PriceHubble

SENIOR DATA SCIENTIST - DATA INTELLIGENCE TEAM

Machine Learning Modeling

October 1, 2021

Apply Now

Paris (75), France

October 1, 2021

Apply Now

Job description

JOB DESCRIPTION

Data is at the core of PriceHubble. We process a wide variety of data from multiple sources. As a data scientist in the data-intelligence team, you will have three main missions:

First, to augment the data we have via machine learning prediction.
Second, to develop techniques to measure, assert, and improve the quality of the data we have.
Third, to develop matching algorithms for linking data from heterogeneous sources.

As a senior data scientist, you are highly motivated by the following questions:

Before doing standard machine learning, how do I build a strong labeled data set from scratch?
Garbage in = garbage out; then how do I measure the quality of labels in a data set? How do I improve upon this when I have very few labels to start with?
How can I go from no labels to the point where state of the art Machine-Learning can finally be leveraged?
How to plan research projects spanning 3 months to 1 year in a way that structurally mitigates risk?
What should be the next steps in a research project? Where should we focus research efforts? The models, the labels/training data, feature-engineering, post-processing, or elsewhere?

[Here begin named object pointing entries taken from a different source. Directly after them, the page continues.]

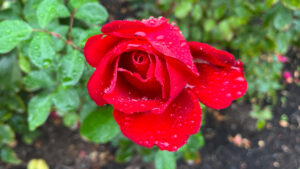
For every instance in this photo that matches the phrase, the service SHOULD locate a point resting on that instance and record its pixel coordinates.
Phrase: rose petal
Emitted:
(126, 98)
(97, 46)
(217, 87)
(163, 36)
(169, 130)
(205, 53)
(177, 81)
(104, 76)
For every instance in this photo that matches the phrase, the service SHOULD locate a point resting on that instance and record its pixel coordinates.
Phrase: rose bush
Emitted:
(154, 79)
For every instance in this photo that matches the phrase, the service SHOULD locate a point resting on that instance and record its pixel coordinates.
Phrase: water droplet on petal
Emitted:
(240, 78)
(160, 37)
(183, 44)
(175, 148)
(134, 45)
(228, 94)
(225, 82)
(140, 33)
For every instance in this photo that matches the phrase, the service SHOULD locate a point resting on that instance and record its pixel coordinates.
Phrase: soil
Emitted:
(276, 146)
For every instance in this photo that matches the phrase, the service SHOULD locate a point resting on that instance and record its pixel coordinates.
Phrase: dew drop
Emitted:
(160, 37)
(175, 148)
(240, 78)
(140, 33)
(225, 82)
(134, 45)
(166, 144)
(183, 44)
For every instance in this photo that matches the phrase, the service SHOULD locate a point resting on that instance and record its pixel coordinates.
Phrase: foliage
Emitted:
(43, 72)
(255, 31)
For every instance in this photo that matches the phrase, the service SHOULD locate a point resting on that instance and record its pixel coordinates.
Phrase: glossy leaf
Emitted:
(92, 13)
(100, 126)
(38, 110)
(41, 52)
(38, 79)
(79, 3)
(165, 160)
(66, 100)
(12, 32)
(6, 134)
(71, 68)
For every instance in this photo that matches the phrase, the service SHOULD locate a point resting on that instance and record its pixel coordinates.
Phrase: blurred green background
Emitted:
(43, 71)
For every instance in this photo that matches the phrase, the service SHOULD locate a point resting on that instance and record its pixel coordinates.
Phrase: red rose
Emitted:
(155, 80)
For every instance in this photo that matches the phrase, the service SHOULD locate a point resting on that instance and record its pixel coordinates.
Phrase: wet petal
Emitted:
(104, 76)
(217, 87)
(204, 53)
(126, 98)
(163, 36)
(169, 130)
(96, 47)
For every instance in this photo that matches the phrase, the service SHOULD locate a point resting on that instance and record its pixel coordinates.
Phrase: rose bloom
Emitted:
(155, 79)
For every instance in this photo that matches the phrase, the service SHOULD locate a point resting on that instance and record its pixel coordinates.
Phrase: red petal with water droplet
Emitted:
(169, 130)
(164, 37)
(221, 78)
(207, 53)
(132, 94)
(103, 77)
(97, 46)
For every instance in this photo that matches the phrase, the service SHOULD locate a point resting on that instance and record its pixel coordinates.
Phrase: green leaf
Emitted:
(29, 12)
(9, 156)
(269, 3)
(38, 110)
(197, 12)
(292, 4)
(38, 79)
(100, 126)
(79, 36)
(24, 63)
(50, 9)
(79, 3)
(283, 18)
(70, 119)
(66, 100)
(59, 44)
(7, 135)
(165, 160)
(92, 13)
(41, 52)
(182, 9)
(71, 68)
(10, 73)
(12, 32)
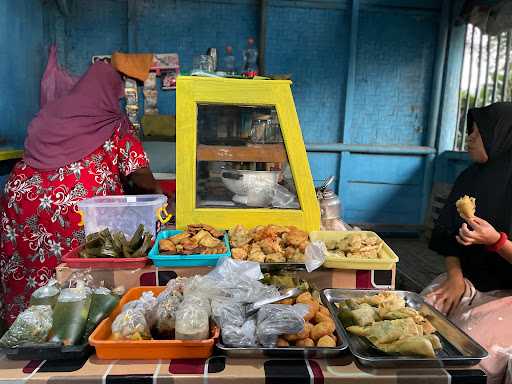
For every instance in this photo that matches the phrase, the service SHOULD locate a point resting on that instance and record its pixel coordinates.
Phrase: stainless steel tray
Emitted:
(290, 351)
(458, 348)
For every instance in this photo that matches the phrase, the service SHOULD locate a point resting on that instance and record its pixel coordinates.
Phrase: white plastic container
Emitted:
(121, 213)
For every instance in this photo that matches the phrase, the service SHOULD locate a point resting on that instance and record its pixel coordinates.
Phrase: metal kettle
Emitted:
(330, 203)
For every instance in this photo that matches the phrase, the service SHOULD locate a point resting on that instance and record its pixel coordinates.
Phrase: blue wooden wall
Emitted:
(364, 86)
(22, 62)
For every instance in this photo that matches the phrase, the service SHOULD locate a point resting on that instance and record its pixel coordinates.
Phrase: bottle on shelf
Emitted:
(229, 62)
(250, 68)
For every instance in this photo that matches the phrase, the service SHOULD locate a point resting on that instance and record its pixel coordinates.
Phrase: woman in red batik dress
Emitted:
(78, 146)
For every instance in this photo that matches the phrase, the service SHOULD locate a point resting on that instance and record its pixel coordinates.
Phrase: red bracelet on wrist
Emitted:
(499, 244)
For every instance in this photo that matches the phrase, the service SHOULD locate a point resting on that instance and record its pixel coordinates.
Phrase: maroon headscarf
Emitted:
(73, 126)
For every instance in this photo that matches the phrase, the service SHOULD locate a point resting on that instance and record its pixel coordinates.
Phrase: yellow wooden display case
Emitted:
(194, 93)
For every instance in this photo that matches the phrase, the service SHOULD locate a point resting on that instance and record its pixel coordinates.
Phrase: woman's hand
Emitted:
(447, 296)
(481, 232)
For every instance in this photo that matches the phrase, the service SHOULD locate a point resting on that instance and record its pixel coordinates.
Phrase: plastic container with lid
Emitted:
(122, 213)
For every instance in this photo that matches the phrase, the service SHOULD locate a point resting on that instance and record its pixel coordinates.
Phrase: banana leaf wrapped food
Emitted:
(31, 326)
(70, 315)
(103, 303)
(105, 244)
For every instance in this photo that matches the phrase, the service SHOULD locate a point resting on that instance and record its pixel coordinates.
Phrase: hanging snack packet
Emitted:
(31, 326)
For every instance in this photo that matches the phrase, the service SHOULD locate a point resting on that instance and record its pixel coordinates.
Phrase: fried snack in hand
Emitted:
(466, 206)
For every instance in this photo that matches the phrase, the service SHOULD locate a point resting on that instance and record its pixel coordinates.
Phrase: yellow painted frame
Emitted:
(193, 90)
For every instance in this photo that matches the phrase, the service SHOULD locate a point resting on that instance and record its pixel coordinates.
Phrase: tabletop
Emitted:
(220, 369)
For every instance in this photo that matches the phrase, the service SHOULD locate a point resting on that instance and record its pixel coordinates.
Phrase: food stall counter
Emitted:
(220, 369)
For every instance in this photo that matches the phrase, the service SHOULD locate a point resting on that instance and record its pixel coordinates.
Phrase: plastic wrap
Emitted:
(166, 314)
(131, 324)
(147, 305)
(192, 322)
(70, 315)
(240, 336)
(278, 319)
(103, 303)
(228, 312)
(31, 326)
(47, 294)
(314, 255)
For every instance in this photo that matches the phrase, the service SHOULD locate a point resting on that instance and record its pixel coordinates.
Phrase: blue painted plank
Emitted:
(385, 169)
(393, 78)
(22, 62)
(312, 45)
(324, 165)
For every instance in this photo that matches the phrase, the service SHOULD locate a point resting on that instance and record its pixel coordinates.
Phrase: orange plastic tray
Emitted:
(146, 349)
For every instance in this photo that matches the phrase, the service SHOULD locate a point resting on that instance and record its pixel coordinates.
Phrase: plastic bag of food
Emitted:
(31, 326)
(47, 294)
(192, 322)
(278, 319)
(70, 314)
(103, 303)
(239, 337)
(166, 314)
(228, 312)
(147, 305)
(131, 324)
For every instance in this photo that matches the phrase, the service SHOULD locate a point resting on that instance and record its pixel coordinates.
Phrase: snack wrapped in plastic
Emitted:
(192, 322)
(131, 324)
(31, 326)
(239, 337)
(228, 312)
(47, 294)
(166, 315)
(103, 303)
(279, 319)
(70, 314)
(147, 305)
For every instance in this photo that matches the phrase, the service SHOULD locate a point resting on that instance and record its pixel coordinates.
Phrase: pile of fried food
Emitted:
(389, 325)
(105, 244)
(318, 329)
(357, 245)
(268, 244)
(466, 207)
(197, 239)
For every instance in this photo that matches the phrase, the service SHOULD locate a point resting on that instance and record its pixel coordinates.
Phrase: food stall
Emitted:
(245, 287)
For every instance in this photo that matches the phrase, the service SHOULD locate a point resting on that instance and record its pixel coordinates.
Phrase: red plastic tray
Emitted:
(73, 260)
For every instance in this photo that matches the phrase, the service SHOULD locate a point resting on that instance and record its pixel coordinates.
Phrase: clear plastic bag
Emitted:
(314, 256)
(47, 294)
(70, 314)
(240, 336)
(192, 323)
(228, 312)
(278, 319)
(147, 304)
(131, 324)
(31, 326)
(166, 315)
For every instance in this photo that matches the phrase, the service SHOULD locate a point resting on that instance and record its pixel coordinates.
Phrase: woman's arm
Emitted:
(483, 233)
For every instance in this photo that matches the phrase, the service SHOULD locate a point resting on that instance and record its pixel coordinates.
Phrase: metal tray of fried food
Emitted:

These questions are, in our opinion, the new frontier in data science. You will be joining a team that specializes in this topic, with, amongst other, advanced experience in crowd-sourcing, matching problems, ensembles modeling, and statistical estimation. Our technologies and tools are just getting started; feeling excited about it? Want to be part of the adventure? Hop in!

Responsibilities

Mentor more junior team members
Define roadmap & approaches for research projects
Actively mitigate risks in Machine Learning projects, by attacking high risk items first and making sure projects fail fast if likely to hit a structural blocker
Apply machine learning methods to augment data-sets
Develop and improve models for cross linking heterogeneous data sources together
Analyse and detect problems in our estimators
Correct blind spots in our data-labelling
Deploy, validate, and fine tune crowd-sourcing jobs for acquiring labels

Requirements

MSc or PhD in Computer Science, Applied Mathematics or related fields; with a strong experience in machine learning and/or data science.
3-5 years experience in a data-science, research (incl. PhD), or quantitative role
In-depth understanding of basic data structures and algorithms.
Strong analytical skills with the ability to collect, organise, and analyse significant amounts of data with attention to detail and accuracy.
Strong programming experience with Python, and ability to write quality production code.
Experience with crowd-sourcing, active-learning, semi-supervised learning, ensemble-modeling or matching problems is a plus.
Experience with ETL and data processing tools we’re using is an advantage (pandas, airflow, PySpark).
Experience with standard ML frameworks is also a plus (sklearn, tensorflow, pytorch,...)
Comfortable working in English; you have a great read, good spoken command of it.